US brewer Molson Coors is the latest brand to launch a direct-to-consumer service, shipping beer direct to customers’ homes via two new e-commerce platforms.

The company has launched sites for Blue Moon and Miller Lite, enabling fulfilment via third-party marketplaces Drizly and Minibar Delivery to get around restrictions on selling beer online.

The plan is not just to sell more beer, however.
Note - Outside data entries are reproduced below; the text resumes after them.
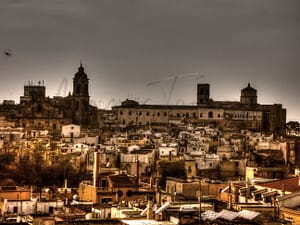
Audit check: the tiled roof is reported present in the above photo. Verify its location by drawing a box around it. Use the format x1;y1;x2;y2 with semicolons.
259;177;300;192
109;174;135;187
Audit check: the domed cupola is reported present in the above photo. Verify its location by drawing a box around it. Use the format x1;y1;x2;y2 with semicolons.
241;83;257;104
74;63;88;79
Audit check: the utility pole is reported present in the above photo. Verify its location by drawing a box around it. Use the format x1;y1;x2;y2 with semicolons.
198;180;202;224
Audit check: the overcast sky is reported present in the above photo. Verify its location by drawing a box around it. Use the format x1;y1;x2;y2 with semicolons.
0;0;300;121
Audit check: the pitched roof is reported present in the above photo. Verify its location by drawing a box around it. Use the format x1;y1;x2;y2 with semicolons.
259;177;300;192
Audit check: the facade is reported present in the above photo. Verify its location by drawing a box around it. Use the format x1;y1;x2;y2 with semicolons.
0;65;98;135
113;84;286;135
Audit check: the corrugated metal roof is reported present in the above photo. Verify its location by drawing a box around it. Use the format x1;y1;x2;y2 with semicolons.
238;209;260;220
218;209;239;221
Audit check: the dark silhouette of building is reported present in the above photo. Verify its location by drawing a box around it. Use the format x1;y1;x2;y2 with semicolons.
0;64;98;134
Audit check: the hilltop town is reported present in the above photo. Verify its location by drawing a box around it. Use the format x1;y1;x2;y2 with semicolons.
0;65;300;225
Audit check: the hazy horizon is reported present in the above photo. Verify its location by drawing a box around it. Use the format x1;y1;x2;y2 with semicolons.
0;0;300;121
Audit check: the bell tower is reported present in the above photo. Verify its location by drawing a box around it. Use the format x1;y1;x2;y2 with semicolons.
72;63;90;127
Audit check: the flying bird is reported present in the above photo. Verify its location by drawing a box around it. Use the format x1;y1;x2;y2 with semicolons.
3;51;12;56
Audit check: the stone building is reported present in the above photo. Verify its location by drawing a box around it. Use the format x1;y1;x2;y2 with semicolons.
113;84;286;135
0;65;98;135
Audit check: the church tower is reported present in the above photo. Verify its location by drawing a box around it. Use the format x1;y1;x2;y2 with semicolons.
72;63;90;127
240;83;257;105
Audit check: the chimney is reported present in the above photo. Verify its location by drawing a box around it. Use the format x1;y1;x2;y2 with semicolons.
136;158;140;188
93;151;100;187
147;199;153;220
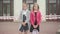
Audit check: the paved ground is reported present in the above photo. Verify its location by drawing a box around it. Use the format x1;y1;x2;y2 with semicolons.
0;22;60;34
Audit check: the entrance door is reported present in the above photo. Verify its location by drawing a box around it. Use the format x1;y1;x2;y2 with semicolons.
46;0;60;21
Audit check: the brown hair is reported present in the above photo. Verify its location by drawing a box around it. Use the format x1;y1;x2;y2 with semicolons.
33;3;39;10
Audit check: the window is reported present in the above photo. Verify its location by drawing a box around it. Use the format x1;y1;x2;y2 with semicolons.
46;0;60;15
0;0;13;16
23;0;37;10
46;0;60;20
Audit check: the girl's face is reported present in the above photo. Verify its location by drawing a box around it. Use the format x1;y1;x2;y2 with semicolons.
34;4;38;10
23;4;27;10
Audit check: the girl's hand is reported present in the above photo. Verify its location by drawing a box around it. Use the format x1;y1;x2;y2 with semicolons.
33;25;36;28
33;25;38;28
22;22;26;26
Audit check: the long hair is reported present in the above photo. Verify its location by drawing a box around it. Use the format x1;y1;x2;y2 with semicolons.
32;3;39;11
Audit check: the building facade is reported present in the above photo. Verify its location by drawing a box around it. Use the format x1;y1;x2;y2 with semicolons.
0;0;60;21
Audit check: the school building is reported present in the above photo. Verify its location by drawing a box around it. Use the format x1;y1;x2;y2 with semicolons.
0;0;60;22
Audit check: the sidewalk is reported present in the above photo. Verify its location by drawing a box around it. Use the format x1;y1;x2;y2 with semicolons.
0;22;60;34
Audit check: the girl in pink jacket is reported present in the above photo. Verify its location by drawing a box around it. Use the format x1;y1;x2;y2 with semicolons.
30;3;41;32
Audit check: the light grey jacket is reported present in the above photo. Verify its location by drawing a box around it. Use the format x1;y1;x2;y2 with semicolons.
20;10;30;23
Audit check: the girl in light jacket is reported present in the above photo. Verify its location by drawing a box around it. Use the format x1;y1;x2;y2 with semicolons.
30;3;41;33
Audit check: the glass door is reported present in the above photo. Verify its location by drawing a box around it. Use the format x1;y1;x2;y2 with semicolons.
46;0;60;21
According to Digiday, Molson Coors also wants to gain insight into its customers through their browsing habits, data it hopes can be used for more targeted marketing and potentially for developing new products.

The company also hopes to be able to monetise its websites and the ads on them through shoppable features.

“A direct-to-consumer website allows us far deeper insights around clickstream data, consumer behavior, how they operate and where they live,” said Trey Harshfield, Molson Coors’ global director of e-commerce.

“It’s effectively solving another problem of driving awareness around buying beer.”

But it’s not easy for an alcohol brand to launch DTC in the US. There is a three-step process of distribution – manufacture, wholesalers and retailers – and no one company can be involved in more than one element. The vast majority of beer buying therefore takes place in-store.

Molson Coors says just 1% of beer is bought online, and 80% of people don’t even know it’s available online. But the growth of e-commerce marketplaces such as Drizly and Minibar Delivery means this is changing, opening up a DTC route.

“[Beer] brand sites weren’t really designed to sell beer anyway, so these click-through destinations were previously kind of dead-ends that we weren’t monetising,” Harshfield said, adding that selling more beer is currently a secondary aim – the main purpose of the project at this stage is customer insight.

Minibar Delivery co-founder Lara Crystal told Digiday, “For years, there’s been a lack of transparency – a lot of alcohol advertising has been out of home, on television.

“They haven’t had the benefits a lot of other industries have had, in terms of that data analysis to understand who are their customers, what are they buying, where are they buying, how the competition is affecting them and how does pricing matter.”